In the era of antivascular endothelial growth factor (anti-VEGF) injections, one of the most frequent questions I get asked is whether there is any role for laser in the treatment of diabetic eye disease. The short answer is simply “yes.” Laser photocoagulation is noninvasive, generally well-tolerated, and has long-lasting effects that may reduce overall treatment burden compared with anti-VEGF regimens. I’m more likely to use laser as first-line therapy in eyes with proliferative diabetic retinopathy than in eyes with macular edema, but it can be a useful treatment alternative for each of these conditions.
The role of laser as treatment for diabetic macular edema has diminished considerably since 2010, when results from the first phase 3 trial of anti-VEGF therapy demonstrated that, on average, vision gains in eyes receiving anti-VEGF were threefold higher than in eyes receiving laser. Nonetheless, although anti-VEGF therapy is highly effective in many eyes with diabetic macular edema, it necessitates frequent, invasive, and often costly procedures for optimal outcomes. In addition, approximately 50% of patients don’t respond completely to anti-VEGF with complete resolution of edema or return of 20/20 vision. I occasionally use laser as adjuvant therapy to treat eyes with persistent edema and visual impairment despite at least 6 months of prior anti-VEGF therapy. I also perform laser as first-line treatment for selected patients who are not good candidates for anti-VEGF because of pregnancy, recent stroke or heart attack, or inability to comply with the injection procedure or monthly follow-up visits. In eyes with good vision and focal leakage from just a few microaneurysms, I’ll occasionally use macular laser to see if I can reduce the thickening and avoid the need for anti-VEGF therapy.
Laser has a larger role as first-line therapy for many patients with proliferative diabetic retinopathy. The question of whether to use laser vs anti-VEGF injections is trickier in these patients. On one hand, 2 large-scale protocols (the Diabetic Retinopathy Clinical Research Network Protocol S and the CLARITY study) have now demonstrated that anti-VEGF therapy is highly effective at regressing retinal neovascularization and that visual outcomes over 1 to 2 years of anti-VEGF treatment are at least noninferior and possibly superior to those obtained with panretinal photocoagulation. Anti-VEGF, unlike laser, is not inherently destructive and thus avoids the damage to the peripheral visual fields that is commonly present in laser-treated eyes. On the other hand, anti-VEGF injections are a costly and invasive therapy that may not have the same durability-of-treatment effect as laser. Whereas laser-treated eyes often remain stable with quiescent proliferative disease for decades, the recurrence of neovascularization can lead to disastrous visual outcomes in patients treated with anti-VEGF injections who are then lost to follow-up because of sickness or other factors. Ill health and hospitalizations are common among the diabetic population, and even more likely in patients with severe microvascular complications such as proliferative diabetic retinopathy. In general, if an eye presents with both diabetic macular edema and proliferative disease, I’ll treat with anti-VEGF injections and defer laser treatment until the macular edema has resolved, then reevaluate my treatment strategy. In eyes with proliferative diabetic retinopathy that don’t have central-involved macular edema, I like to use anti-VEGF therapy when I can since it avoids the destructive effects of laser. However, I have a low threshold for using laser as first-line treatment for patients who can’t tolerate anti-VEGF injections, who have a history of noncompliance with follow-up visits, or who are medically unstable and might have difficulty with future monthly visits.

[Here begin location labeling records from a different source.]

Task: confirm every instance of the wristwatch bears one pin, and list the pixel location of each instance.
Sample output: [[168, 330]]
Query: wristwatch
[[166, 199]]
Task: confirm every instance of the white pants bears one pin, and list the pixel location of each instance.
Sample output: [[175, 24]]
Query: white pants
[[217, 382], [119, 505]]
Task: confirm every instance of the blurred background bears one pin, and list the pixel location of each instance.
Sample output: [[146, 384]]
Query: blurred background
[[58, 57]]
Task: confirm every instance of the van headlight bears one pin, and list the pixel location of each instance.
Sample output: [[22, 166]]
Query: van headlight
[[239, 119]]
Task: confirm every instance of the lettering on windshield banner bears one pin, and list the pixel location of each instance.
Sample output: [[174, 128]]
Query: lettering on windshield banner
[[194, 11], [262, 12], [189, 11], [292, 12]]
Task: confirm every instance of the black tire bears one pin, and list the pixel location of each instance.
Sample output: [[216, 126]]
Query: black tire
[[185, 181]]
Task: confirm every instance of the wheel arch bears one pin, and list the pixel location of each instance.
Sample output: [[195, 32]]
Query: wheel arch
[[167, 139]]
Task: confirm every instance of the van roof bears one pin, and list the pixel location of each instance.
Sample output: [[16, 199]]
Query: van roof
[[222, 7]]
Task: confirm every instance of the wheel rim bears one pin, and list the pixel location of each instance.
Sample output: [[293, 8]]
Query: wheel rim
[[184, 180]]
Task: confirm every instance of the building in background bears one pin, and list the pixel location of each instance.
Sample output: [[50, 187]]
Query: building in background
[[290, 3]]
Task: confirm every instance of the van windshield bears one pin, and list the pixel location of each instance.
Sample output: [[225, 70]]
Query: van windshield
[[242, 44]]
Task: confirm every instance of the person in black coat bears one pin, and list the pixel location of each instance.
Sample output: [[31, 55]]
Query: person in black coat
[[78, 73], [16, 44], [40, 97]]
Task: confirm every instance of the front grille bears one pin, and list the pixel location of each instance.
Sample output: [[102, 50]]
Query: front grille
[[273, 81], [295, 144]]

I’ve been told by many retina colleagues that their lasers are gathering dust in a corner these days. Our lasers aren’t nearly as active now as they were a couple of decades ago, but I still use them regularly. As longer-acting anti-VEGF formulations become available or new therapeutic alternatives are developed, ophthalmic lasers may well become obsolete. But for now, they still offer a useful tool in the therapeutic armamentarium for diabetic eye disease.